On Monday 08 March 2010 12:20:04 JanJaap Scholing wrote:
> Hi,
>
> My bacula-sd is deadlocking during copy jobs.
>
> Version 5.0.1
> compile option: --with-readline=/usr/include/readline --disable-conio
> --with-mysql --enable-smartalloc Linux version: i686-pc-linux-gnu debian
> 5.0.4
>
> Daily i copy every job made that night from 2 disk pools to a migrate pool
> using copy jobs (pool uncopied). The migrate pool contains a autochanger
> with to drives.

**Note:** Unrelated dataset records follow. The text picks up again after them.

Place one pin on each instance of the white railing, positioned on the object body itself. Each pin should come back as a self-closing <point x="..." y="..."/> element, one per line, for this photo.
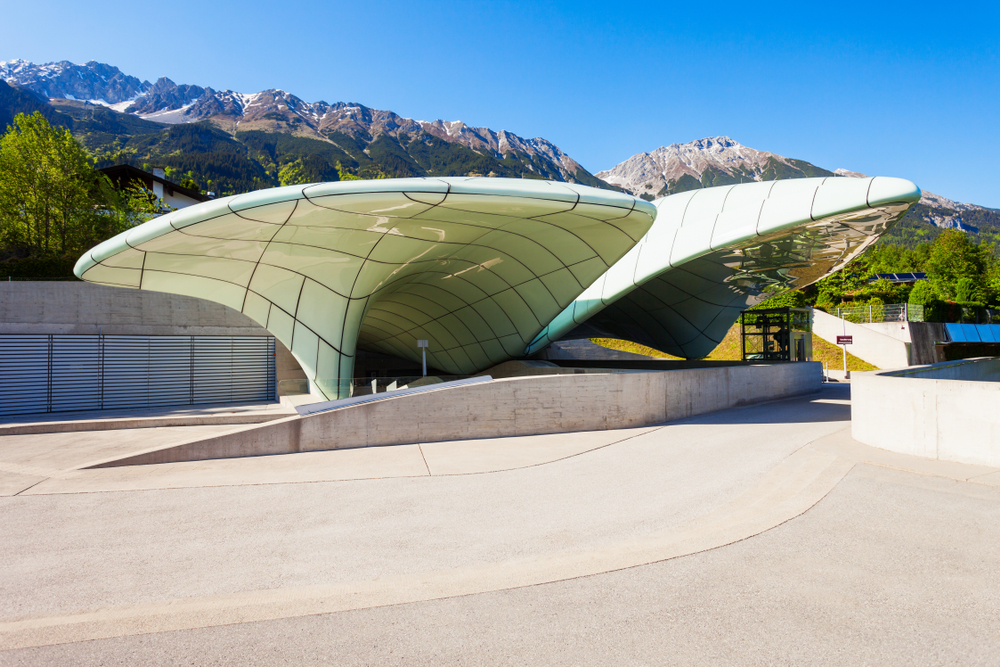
<point x="889" y="312"/>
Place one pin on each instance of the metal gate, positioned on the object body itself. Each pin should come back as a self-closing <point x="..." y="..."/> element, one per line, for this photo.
<point x="62" y="373"/>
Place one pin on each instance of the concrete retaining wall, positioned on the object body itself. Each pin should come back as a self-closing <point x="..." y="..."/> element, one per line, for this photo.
<point x="946" y="411"/>
<point x="77" y="307"/>
<point x="509" y="407"/>
<point x="878" y="349"/>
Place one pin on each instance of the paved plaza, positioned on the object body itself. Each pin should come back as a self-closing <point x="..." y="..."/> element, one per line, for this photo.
<point x="754" y="536"/>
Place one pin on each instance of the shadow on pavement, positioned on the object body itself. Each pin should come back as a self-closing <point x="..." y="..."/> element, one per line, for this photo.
<point x="830" y="404"/>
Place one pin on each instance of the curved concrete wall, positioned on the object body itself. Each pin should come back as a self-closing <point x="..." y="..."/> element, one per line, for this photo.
<point x="945" y="411"/>
<point x="509" y="407"/>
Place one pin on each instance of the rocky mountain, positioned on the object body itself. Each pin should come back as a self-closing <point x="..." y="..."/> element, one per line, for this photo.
<point x="412" y="147"/>
<point x="701" y="164"/>
<point x="943" y="213"/>
<point x="92" y="81"/>
<point x="723" y="161"/>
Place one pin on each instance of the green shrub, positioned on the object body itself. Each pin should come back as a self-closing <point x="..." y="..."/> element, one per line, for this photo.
<point x="923" y="293"/>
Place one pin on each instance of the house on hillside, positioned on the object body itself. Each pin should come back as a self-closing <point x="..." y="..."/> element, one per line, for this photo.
<point x="169" y="193"/>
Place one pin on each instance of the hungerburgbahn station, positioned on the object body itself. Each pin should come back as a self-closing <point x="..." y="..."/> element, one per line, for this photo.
<point x="484" y="270"/>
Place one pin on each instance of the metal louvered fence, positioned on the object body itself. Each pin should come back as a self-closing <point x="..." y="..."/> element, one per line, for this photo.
<point x="64" y="373"/>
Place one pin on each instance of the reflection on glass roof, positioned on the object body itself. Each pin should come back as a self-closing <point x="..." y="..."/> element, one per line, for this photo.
<point x="476" y="266"/>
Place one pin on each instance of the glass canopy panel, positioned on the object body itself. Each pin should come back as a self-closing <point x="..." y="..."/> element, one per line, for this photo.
<point x="230" y="270"/>
<point x="499" y="263"/>
<point x="533" y="256"/>
<point x="305" y="347"/>
<point x="281" y="324"/>
<point x="543" y="306"/>
<point x="335" y="270"/>
<point x="180" y="243"/>
<point x="345" y="241"/>
<point x="322" y="310"/>
<point x="388" y="204"/>
<point x="256" y="308"/>
<point x="275" y="214"/>
<point x="491" y="311"/>
<point x="113" y="275"/>
<point x="567" y="246"/>
<point x="433" y="248"/>
<point x="226" y="293"/>
<point x="233" y="227"/>
<point x="444" y="232"/>
<point x="519" y="313"/>
<point x="127" y="259"/>
<point x="518" y="207"/>
<point x="279" y="286"/>
<point x="706" y="282"/>
<point x="562" y="285"/>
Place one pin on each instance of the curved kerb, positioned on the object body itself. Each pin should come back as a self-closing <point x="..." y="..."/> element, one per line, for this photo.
<point x="477" y="266"/>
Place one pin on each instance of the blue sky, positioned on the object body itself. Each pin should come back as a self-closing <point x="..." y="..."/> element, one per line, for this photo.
<point x="900" y="89"/>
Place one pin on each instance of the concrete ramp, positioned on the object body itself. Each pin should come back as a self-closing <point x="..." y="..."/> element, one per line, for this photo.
<point x="508" y="407"/>
<point x="877" y="348"/>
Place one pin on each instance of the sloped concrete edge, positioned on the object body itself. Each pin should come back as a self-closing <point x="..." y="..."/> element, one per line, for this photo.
<point x="509" y="407"/>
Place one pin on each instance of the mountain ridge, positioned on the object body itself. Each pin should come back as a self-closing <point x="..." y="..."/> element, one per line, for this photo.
<point x="272" y="110"/>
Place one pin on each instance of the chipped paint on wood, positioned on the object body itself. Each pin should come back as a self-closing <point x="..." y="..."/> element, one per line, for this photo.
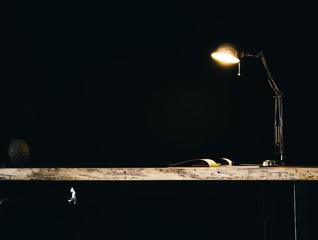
<point x="281" y="173"/>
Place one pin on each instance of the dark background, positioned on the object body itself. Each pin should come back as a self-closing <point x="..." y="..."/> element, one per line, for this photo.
<point x="132" y="83"/>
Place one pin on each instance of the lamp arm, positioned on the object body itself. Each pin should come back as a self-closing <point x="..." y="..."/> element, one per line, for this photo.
<point x="269" y="75"/>
<point x="278" y="118"/>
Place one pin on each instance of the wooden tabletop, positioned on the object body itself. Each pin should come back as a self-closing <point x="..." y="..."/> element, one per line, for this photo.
<point x="249" y="172"/>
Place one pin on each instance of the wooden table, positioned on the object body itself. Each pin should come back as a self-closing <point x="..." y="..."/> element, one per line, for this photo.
<point x="296" y="175"/>
<point x="236" y="173"/>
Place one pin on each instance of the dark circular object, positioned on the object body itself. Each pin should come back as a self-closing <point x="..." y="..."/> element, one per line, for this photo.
<point x="19" y="152"/>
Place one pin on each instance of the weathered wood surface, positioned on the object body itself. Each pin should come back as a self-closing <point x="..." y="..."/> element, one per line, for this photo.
<point x="281" y="173"/>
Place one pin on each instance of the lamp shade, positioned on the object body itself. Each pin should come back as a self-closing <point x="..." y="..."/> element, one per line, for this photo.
<point x="226" y="53"/>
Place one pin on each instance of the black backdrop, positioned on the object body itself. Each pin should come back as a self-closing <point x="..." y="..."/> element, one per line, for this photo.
<point x="133" y="82"/>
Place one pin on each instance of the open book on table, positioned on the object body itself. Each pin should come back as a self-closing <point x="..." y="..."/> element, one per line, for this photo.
<point x="203" y="162"/>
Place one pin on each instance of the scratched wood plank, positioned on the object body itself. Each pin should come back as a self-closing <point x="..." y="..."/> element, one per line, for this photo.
<point x="281" y="173"/>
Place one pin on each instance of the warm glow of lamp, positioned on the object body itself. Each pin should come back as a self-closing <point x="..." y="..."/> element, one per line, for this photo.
<point x="226" y="53"/>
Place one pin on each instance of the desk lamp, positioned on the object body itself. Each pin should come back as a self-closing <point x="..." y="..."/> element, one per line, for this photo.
<point x="228" y="54"/>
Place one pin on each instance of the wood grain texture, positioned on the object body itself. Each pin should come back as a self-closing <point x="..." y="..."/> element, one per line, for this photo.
<point x="281" y="173"/>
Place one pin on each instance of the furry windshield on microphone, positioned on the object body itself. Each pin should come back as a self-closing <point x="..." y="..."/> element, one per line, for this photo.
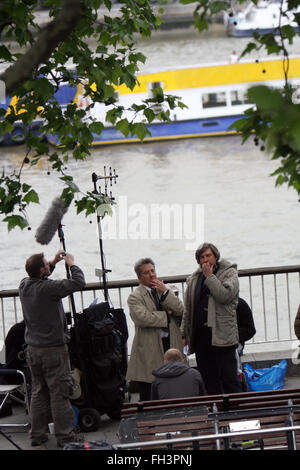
<point x="51" y="222"/>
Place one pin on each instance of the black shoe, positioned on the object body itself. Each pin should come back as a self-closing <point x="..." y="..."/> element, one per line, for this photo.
<point x="39" y="441"/>
<point x="67" y="440"/>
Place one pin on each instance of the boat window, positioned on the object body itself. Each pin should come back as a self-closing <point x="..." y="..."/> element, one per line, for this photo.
<point x="238" y="97"/>
<point x="158" y="107"/>
<point x="212" y="100"/>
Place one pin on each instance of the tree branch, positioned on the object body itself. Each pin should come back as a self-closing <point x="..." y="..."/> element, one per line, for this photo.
<point x="46" y="42"/>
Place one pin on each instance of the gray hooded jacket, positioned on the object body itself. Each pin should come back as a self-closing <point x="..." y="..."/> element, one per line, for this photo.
<point x="43" y="308"/>
<point x="222" y="304"/>
<point x="175" y="379"/>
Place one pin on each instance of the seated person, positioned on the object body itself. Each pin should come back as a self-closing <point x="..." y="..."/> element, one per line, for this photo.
<point x="175" y="379"/>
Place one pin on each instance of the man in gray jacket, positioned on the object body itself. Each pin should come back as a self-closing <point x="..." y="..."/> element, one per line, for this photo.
<point x="175" y="379"/>
<point x="209" y="325"/>
<point x="46" y="336"/>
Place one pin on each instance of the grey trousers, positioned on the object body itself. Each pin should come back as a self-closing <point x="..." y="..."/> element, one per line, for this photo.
<point x="51" y="389"/>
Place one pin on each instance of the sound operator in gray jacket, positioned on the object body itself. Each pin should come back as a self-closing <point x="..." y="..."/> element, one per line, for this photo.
<point x="47" y="353"/>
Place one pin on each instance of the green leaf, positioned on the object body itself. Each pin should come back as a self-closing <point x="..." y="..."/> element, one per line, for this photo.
<point x="123" y="126"/>
<point x="31" y="196"/>
<point x="140" y="130"/>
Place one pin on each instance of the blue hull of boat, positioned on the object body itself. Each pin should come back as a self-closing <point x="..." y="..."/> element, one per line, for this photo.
<point x="166" y="131"/>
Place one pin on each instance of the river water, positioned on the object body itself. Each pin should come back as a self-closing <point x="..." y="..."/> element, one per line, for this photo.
<point x="170" y="196"/>
<point x="217" y="187"/>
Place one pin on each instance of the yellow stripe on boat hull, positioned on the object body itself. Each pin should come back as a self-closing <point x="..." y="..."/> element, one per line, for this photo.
<point x="206" y="76"/>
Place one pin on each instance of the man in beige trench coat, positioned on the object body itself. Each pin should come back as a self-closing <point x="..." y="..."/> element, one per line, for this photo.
<point x="153" y="309"/>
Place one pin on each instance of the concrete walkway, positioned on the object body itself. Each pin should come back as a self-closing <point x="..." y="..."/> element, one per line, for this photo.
<point x="108" y="430"/>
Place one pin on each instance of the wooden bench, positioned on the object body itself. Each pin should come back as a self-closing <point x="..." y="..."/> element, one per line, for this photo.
<point x="206" y="416"/>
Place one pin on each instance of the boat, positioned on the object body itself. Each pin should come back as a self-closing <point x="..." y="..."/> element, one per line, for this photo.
<point x="263" y="18"/>
<point x="215" y="96"/>
<point x="17" y="134"/>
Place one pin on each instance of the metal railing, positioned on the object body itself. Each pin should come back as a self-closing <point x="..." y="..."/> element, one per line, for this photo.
<point x="272" y="293"/>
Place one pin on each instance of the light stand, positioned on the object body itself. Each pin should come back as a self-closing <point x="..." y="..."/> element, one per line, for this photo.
<point x="108" y="181"/>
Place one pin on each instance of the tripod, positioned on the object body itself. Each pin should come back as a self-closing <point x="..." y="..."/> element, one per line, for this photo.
<point x="108" y="180"/>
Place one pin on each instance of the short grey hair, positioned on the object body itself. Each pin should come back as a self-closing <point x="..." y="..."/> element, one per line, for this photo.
<point x="204" y="247"/>
<point x="139" y="264"/>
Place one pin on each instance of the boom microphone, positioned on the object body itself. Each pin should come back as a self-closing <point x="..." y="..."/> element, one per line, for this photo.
<point x="51" y="222"/>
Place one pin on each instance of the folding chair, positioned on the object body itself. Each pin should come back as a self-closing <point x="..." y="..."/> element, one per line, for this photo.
<point x="14" y="392"/>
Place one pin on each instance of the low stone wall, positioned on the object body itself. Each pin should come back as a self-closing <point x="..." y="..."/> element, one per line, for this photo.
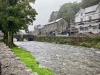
<point x="10" y="63"/>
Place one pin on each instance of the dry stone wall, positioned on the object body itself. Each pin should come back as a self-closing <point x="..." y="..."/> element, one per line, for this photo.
<point x="10" y="63"/>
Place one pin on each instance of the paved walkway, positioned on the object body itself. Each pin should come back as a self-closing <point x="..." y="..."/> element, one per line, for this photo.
<point x="65" y="59"/>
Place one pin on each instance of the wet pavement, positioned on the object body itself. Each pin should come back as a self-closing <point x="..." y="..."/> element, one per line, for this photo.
<point x="65" y="59"/>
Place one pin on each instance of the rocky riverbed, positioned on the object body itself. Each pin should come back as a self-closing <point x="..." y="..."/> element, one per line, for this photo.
<point x="10" y="63"/>
<point x="65" y="59"/>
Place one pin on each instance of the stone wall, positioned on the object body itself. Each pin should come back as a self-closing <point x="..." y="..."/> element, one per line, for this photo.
<point x="10" y="63"/>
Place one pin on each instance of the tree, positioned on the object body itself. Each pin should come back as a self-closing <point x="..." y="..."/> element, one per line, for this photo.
<point x="53" y="16"/>
<point x="15" y="15"/>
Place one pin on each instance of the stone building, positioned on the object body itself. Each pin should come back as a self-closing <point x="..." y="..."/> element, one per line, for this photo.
<point x="57" y="27"/>
<point x="88" y="20"/>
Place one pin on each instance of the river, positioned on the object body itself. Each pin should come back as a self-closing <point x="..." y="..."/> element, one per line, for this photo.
<point x="64" y="59"/>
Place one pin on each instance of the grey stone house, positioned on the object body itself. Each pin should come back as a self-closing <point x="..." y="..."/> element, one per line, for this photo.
<point x="57" y="27"/>
<point x="88" y="19"/>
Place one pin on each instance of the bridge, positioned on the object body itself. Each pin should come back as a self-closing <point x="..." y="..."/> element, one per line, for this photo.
<point x="20" y="37"/>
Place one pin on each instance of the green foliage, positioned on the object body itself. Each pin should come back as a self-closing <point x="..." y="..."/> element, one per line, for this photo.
<point x="31" y="62"/>
<point x="53" y="16"/>
<point x="87" y="3"/>
<point x="78" y="41"/>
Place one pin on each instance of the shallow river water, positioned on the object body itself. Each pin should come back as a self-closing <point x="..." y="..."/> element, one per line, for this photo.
<point x="65" y="59"/>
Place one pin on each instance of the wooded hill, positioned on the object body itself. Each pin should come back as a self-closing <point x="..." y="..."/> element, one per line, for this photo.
<point x="68" y="10"/>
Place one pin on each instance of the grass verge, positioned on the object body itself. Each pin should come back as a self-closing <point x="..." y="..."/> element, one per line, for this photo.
<point x="31" y="62"/>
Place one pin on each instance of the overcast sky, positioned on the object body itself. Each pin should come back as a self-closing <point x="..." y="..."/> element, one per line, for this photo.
<point x="44" y="8"/>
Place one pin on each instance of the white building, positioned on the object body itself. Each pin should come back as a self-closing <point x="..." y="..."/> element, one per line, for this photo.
<point x="88" y="20"/>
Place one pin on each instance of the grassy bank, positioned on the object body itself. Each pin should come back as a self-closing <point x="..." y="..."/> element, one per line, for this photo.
<point x="78" y="41"/>
<point x="30" y="61"/>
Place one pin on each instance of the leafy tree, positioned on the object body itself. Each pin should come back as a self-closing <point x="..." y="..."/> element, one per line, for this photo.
<point x="14" y="16"/>
<point x="53" y="16"/>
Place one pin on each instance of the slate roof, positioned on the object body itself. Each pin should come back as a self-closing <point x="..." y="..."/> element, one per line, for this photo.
<point x="91" y="9"/>
<point x="88" y="9"/>
<point x="54" y="21"/>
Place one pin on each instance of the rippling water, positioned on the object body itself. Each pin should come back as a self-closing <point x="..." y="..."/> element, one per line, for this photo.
<point x="65" y="59"/>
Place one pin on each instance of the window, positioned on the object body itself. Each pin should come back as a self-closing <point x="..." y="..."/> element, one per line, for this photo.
<point x="81" y="14"/>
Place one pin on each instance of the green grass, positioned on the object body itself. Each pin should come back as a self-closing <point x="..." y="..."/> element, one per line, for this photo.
<point x="31" y="62"/>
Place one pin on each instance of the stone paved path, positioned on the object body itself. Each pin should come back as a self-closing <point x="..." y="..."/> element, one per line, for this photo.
<point x="65" y="59"/>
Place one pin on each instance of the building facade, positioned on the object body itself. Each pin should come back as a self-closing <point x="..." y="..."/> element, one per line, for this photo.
<point x="57" y="27"/>
<point x="88" y="20"/>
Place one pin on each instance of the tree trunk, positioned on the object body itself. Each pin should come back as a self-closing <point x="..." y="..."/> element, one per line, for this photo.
<point x="5" y="38"/>
<point x="11" y="39"/>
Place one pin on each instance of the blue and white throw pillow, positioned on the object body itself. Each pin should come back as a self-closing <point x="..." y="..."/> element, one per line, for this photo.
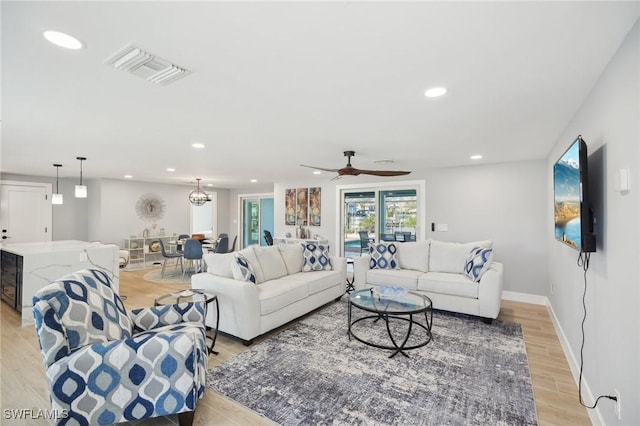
<point x="383" y="256"/>
<point x="478" y="262"/>
<point x="316" y="258"/>
<point x="242" y="270"/>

Config of the bacula-sd autochanger see below.
>
> Both pools are loadbalancing there jobs over the 2 drives (using the
> maximum concurrent jobs =1 feature in the bacula-sd) as expected.
>
> After a while the load on both the dir and sd are dropping to 0.
>
> When I try to do status stor in the console I see the following (stopping
> at Used Volume status: and waiting forever):
>
>
> *status stor
> The defined Storage resources are:
> 1: Migrate
> 2: diskbackup
> 3: diskbackup2
> Select Storage resource (1-3): 1
> Connecting to Storage daemon Migrate at bacula-sd.solcon.nl:9103
>
> bacula-sd Version: 5.0.1 (24 February 2010) i686-pc-linux-gnu debian 5.0.4
> Daemon started 08-Mar-10 10:07, 20 Jobs run since started.
> Heap: heap=2,367,488 smbytes=1,724,139 max_bytes=1,985,497 bufs=250
> max_bufs=293 Sizes: boffset_t=8 size_t=4 int32_t=4 int64_t=8
>
> Running Jobs:
> Reading: Full Copy job D2D2T2 JobId=131743 Volume="disk2-1265"
> pool="Disk2-Pool" device="diskbackup2" (/bacula/diskbackup2)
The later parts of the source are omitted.